Ces mesures apparaissent modestes. Par rapport aux années 2010, le problème est plus vaste et plus complexe. Lors de la première crise déflationniste, les excès de capacité concernaient essentiellement des entreprises publiques, faciles à encadrer. Les PME privées utilisant des technologies polluantes et peu compétitives avaient alors été sacrifiées. Aujourd’hui, l’involution touche des industries dominées par des entreprises privées dynamiques et innovantes, comme les constructeurs de véhicules électriques ou de panneaux photovoltaïques – justement ceux qui avaient profité des réformes de l’époque. Les surcapacités actuelles proviennent également de volontés politiques, qui ont érigé l’industrie en pilier stratégique de l’économie chinoise. Xi Jinping entend maintenir le poids de l’industrie manufacturière dans l’économie, même si la demande ne suit pas. Cette injonction pousse les autorités locales à multiplier les projets redondants, dans une logique concurrentielle parfois absurde.
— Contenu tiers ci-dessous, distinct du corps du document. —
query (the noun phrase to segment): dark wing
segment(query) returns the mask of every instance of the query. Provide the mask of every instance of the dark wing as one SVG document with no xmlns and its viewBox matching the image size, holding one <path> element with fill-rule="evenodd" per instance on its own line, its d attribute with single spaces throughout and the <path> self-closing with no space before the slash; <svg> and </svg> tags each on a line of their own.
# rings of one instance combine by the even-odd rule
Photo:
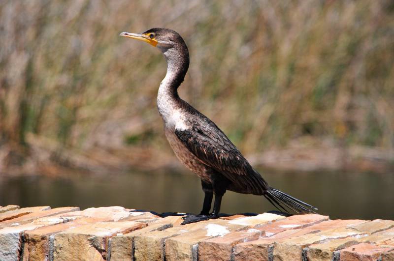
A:
<svg viewBox="0 0 394 261">
<path fill-rule="evenodd" d="M 267 186 L 265 181 L 220 129 L 201 116 L 198 120 L 190 120 L 191 129 L 176 129 L 177 137 L 203 163 L 223 174 L 240 192 L 262 195 Z"/>
</svg>

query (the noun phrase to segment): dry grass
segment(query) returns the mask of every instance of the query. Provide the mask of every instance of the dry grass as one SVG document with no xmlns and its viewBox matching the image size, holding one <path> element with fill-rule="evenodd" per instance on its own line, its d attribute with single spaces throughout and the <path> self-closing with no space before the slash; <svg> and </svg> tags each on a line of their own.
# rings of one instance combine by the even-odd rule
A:
<svg viewBox="0 0 394 261">
<path fill-rule="evenodd" d="M 155 105 L 165 61 L 118 36 L 154 27 L 189 47 L 181 96 L 245 153 L 306 136 L 394 148 L 392 1 L 9 0 L 0 2 L 0 162 L 34 156 L 30 134 L 58 144 L 47 160 L 169 152 Z"/>
</svg>

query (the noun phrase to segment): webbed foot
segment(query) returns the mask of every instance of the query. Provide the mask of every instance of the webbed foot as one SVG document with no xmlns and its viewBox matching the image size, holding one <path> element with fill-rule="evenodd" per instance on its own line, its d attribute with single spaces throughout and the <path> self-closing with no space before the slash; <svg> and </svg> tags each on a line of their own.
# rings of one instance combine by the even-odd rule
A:
<svg viewBox="0 0 394 261">
<path fill-rule="evenodd" d="M 209 219 L 216 219 L 219 217 L 217 215 L 214 215 L 210 214 L 209 215 L 194 215 L 191 214 L 188 215 L 186 217 L 182 218 L 184 221 L 181 224 L 181 225 L 186 225 L 187 224 L 194 223 L 203 220 L 208 220 Z"/>
</svg>

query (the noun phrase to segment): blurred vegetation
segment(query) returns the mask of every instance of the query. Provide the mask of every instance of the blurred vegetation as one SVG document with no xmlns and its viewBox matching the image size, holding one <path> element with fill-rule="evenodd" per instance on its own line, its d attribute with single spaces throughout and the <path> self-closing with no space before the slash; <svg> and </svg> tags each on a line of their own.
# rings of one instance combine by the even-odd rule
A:
<svg viewBox="0 0 394 261">
<path fill-rule="evenodd" d="M 118 37 L 152 27 L 184 37 L 180 95 L 246 154 L 305 137 L 394 148 L 392 0 L 6 0 L 0 167 L 172 157 L 156 109 L 165 61 Z"/>
</svg>

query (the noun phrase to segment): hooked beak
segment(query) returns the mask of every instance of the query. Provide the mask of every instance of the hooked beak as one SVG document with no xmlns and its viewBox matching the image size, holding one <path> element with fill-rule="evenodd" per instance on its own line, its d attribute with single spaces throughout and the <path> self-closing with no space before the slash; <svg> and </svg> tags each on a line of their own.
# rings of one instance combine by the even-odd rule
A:
<svg viewBox="0 0 394 261">
<path fill-rule="evenodd" d="M 151 44 L 155 47 L 156 47 L 158 44 L 158 42 L 156 39 L 151 39 L 151 38 L 147 35 L 142 34 L 141 33 L 131 33 L 130 32 L 123 32 L 119 34 L 119 36 L 123 36 L 124 37 L 136 39 L 137 40 L 139 40 L 140 41 L 142 41 L 143 42 L 148 43 L 148 44 Z"/>
</svg>

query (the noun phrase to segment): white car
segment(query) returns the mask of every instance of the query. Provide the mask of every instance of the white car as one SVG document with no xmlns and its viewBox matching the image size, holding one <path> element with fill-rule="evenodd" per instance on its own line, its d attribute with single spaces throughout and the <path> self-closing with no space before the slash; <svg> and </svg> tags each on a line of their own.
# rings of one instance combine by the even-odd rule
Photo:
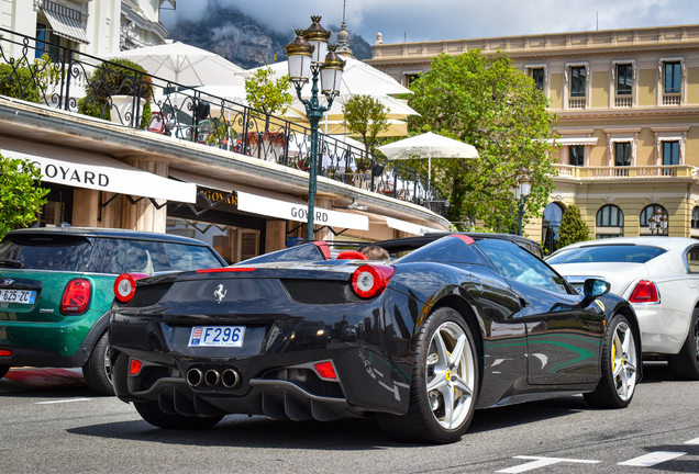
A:
<svg viewBox="0 0 699 474">
<path fill-rule="evenodd" d="M 699 380 L 699 240 L 620 237 L 573 244 L 546 259 L 573 286 L 611 284 L 633 305 L 644 356 L 667 358 L 679 380 Z"/>
</svg>

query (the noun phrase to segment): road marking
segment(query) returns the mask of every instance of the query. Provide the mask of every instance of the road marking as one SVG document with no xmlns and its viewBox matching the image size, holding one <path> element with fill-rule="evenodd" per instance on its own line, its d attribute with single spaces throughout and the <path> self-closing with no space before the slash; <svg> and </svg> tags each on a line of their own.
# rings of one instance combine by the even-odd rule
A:
<svg viewBox="0 0 699 474">
<path fill-rule="evenodd" d="M 654 466 L 655 464 L 659 464 L 662 462 L 669 461 L 672 459 L 679 458 L 685 454 L 687 453 L 679 453 L 679 452 L 672 452 L 672 451 L 655 451 L 650 454 L 644 454 L 642 456 L 634 458 L 629 461 L 624 461 L 622 463 L 619 463 L 619 465 L 637 465 L 637 466 L 651 467 L 651 466 Z"/>
<path fill-rule="evenodd" d="M 91 399 L 95 399 L 95 398 L 70 398 L 67 400 L 36 402 L 34 405 L 52 405 L 56 403 L 87 402 Z"/>
<path fill-rule="evenodd" d="M 565 458 L 541 458 L 541 456 L 514 456 L 514 459 L 531 459 L 534 461 L 528 462 L 525 464 L 520 464 L 518 466 L 508 467 L 506 470 L 497 471 L 497 472 L 521 473 L 524 471 L 531 471 L 537 467 L 545 467 L 547 465 L 558 464 L 563 462 L 584 463 L 584 464 L 597 464 L 598 462 L 601 462 L 601 461 L 590 461 L 590 460 L 569 460 Z"/>
</svg>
Les difficultés actuelles traduisent aussi une insuffisance persistante de la demande intérieure. La confiance des ménages reste déprimée, le taux d’épargne dépasse 31 % du revenu disponible, et les investissements immobiliers des particuliers se sont effondrés de moitié par rapport à 2021. Le succès des réformes passées de Xi Jinping reposait sur une relance ciblée de la demande, notamment à travers la rénovation des logements insalubres. Si le gouvernement parvenait à stabiliser le secteur immobilier, restaurer la confiance et inciter à consommer, la surcapacité deviendrait moins problématique. La montée des prix dans les secteurs en croissance pourrait alors compenser les pressions déflationnistes ailleurs, et les nouveaux emplois compenser les pertes dans les secteurs en surproduction.
L’économie chinoise est aujourd’hui prise dans un étau : une industrie en surchauffe face à une demande amorphe. Si la régulation de l’offre est une nécessité, elle ne suffira pas à elle seule à enrayer les dynamiques déflationnistes. Sans un sursaut de la consommation intérieure, et sans un repositionnement stratégique de l’appareil productif, la Chine risque de prolonger cette phase d’involution, où l’efficacité s’épuise dans une concurrence stérile. La deuxième économie mondiale devra trancher : continuer à pousser coûte que coûte sa logique industrielle ou accepter un rééquilibrage structurel plus profond, vers les services, les ménages et l’innovation réelle.